The Chinese government has blocked 127 computer servers it said were being used to send mass amounts of unwanted e-mail. The action comes a month after Internet users in the country announced the formation of a special antispam task force.

The government-owned Internet Society of China (ISC) said any e-mail from the servers automatically would be prevented from reaching the recipient. The ISC said 90 of the servers were based in Taiwan and eight were from the mainland. The remaining were from outside China, including 16 from the United States.

“This has been the first large-scale spammer blockade launched by the Chinese Internet industry,” Ren Jinqiang, an antispam director with the ISC, told China’s Xinhuanet news service.

Last month, the China Internet Association, a coalition of companies and Internet users, announced that it would set up a special task force to fight spam, calling it a threat to the communist country’s political and social stability.

Chinese Internet officials said blocking the servers became necessary after the operators ignored warnings last month to stop sending spam. The warnings were sent to operators of 225 spam servers worldwide.
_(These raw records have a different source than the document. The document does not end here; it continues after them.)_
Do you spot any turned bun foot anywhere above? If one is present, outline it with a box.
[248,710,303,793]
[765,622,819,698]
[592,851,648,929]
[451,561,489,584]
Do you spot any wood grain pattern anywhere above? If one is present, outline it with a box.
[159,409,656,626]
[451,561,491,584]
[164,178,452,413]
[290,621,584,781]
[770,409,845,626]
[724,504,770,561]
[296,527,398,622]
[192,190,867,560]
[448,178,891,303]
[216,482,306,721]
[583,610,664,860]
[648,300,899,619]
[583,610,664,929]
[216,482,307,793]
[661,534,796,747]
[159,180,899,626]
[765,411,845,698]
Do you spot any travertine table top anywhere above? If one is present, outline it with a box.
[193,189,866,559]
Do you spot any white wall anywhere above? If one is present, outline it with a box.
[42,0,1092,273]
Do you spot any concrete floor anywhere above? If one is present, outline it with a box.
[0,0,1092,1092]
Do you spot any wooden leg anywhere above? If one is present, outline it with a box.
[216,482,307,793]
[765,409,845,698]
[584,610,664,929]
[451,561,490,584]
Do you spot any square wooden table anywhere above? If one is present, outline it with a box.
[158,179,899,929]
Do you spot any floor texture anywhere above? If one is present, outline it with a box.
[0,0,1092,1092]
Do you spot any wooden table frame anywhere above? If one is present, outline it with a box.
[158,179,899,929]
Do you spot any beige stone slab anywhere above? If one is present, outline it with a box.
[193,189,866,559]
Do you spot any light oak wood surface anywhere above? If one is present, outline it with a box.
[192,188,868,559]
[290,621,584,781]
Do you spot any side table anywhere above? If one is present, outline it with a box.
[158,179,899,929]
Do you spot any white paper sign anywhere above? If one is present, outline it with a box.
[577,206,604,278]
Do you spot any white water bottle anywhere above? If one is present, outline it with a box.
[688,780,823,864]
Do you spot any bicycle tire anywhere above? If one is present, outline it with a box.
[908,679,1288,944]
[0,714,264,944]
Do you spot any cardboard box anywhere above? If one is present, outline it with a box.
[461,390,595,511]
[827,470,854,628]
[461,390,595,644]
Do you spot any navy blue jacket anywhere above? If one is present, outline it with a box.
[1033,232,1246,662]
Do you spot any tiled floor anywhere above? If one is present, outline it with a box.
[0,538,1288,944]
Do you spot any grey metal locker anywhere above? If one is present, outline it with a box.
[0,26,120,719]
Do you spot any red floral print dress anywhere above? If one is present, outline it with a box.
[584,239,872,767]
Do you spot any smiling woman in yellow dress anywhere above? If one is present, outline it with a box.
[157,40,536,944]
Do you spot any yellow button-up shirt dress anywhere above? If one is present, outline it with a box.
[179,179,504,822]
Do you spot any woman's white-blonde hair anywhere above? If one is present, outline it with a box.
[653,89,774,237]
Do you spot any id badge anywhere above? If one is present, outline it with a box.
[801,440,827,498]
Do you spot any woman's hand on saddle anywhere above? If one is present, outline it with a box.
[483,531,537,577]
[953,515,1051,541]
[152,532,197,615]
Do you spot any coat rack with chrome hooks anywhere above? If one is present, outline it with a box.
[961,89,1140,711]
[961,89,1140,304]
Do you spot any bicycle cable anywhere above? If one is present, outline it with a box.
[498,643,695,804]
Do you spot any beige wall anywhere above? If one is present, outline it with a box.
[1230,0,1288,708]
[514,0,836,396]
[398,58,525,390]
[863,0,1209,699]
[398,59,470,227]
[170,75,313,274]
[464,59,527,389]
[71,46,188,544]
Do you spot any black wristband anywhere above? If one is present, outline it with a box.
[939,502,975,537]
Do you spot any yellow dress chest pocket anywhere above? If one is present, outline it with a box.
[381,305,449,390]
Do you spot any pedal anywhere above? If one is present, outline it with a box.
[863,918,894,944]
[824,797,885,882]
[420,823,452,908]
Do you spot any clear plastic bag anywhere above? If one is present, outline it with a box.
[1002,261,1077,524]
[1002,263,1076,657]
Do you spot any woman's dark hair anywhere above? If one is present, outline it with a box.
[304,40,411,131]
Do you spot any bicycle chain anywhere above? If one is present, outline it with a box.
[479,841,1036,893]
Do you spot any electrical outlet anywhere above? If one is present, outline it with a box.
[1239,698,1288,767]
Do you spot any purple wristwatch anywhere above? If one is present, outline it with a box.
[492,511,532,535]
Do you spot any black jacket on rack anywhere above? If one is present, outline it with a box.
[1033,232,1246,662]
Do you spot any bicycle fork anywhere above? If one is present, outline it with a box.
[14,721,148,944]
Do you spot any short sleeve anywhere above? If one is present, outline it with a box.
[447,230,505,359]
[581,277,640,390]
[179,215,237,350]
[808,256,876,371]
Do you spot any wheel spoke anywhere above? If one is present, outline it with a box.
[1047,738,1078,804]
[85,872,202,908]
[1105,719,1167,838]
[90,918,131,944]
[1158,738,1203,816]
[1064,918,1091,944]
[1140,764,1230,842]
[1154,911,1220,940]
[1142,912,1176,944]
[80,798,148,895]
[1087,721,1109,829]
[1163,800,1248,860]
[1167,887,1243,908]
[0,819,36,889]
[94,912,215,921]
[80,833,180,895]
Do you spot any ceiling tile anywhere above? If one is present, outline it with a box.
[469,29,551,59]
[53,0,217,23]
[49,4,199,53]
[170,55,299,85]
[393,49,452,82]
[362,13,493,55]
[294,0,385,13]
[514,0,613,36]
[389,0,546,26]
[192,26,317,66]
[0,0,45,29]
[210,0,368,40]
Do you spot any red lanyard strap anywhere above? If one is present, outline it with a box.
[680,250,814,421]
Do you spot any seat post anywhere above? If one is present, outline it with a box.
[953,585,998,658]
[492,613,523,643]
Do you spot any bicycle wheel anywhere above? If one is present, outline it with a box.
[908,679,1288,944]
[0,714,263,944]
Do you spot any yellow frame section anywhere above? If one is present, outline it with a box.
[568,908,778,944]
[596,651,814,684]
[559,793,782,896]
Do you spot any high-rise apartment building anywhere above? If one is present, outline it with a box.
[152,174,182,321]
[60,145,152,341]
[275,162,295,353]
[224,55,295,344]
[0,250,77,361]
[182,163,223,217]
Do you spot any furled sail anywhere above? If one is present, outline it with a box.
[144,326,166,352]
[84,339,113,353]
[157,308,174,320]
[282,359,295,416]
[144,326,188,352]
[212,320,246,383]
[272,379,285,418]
Many of those servers are believed to have been involved in two cyber-attacks that shut down the ISC’s Web site between Aug. 21 and Aug. 27.

One of the servers being blocked is operated by Shanghai Online, one of the country’s largest Internet service provi-ders.

Spam is generally considered any unsolicited commercial e-mail. Internet analysts estimate it costs business as much as $10 billion annually in services and lost productivity.

Some spam experts say the crackdown in China could lead to less spam worldwide. Many other servers in China already have been blocked by Internet service providers in other countries.

Critics of China said the rest of its blacklist is too heavily weighted against Taiwan, which mainland China views as a rogue state. Taiwan has about 10 million Internet users, compared with nearly 70 million on the mainland.

Internet analysts believe that as much as 60 percent of spam sent to computer users worldwide originates or is routed through servers in China. Spamhaus, a London group that tracks spammers, identified on its Web site 633 servers at 82 Chinese Internet service prov-iders that send spam. The list includes members of the ISC.

Many e-mail servers in China are poorly configured and allow spammers to send e-mail anonymously through vulnerabilities known as “open proxies,” analysts said.

Spamhaus said more than 100 of North America’s worst spammers have set up inexpensive operations in the suburbs of Beijing.

China Telecom, one of the largest Internet service provi-ders in China, receives more than 50,000 complaints of spam per day, according to Spamhaus. Because of this, many companies have gone so far as to block any incoming e-mail from Asia.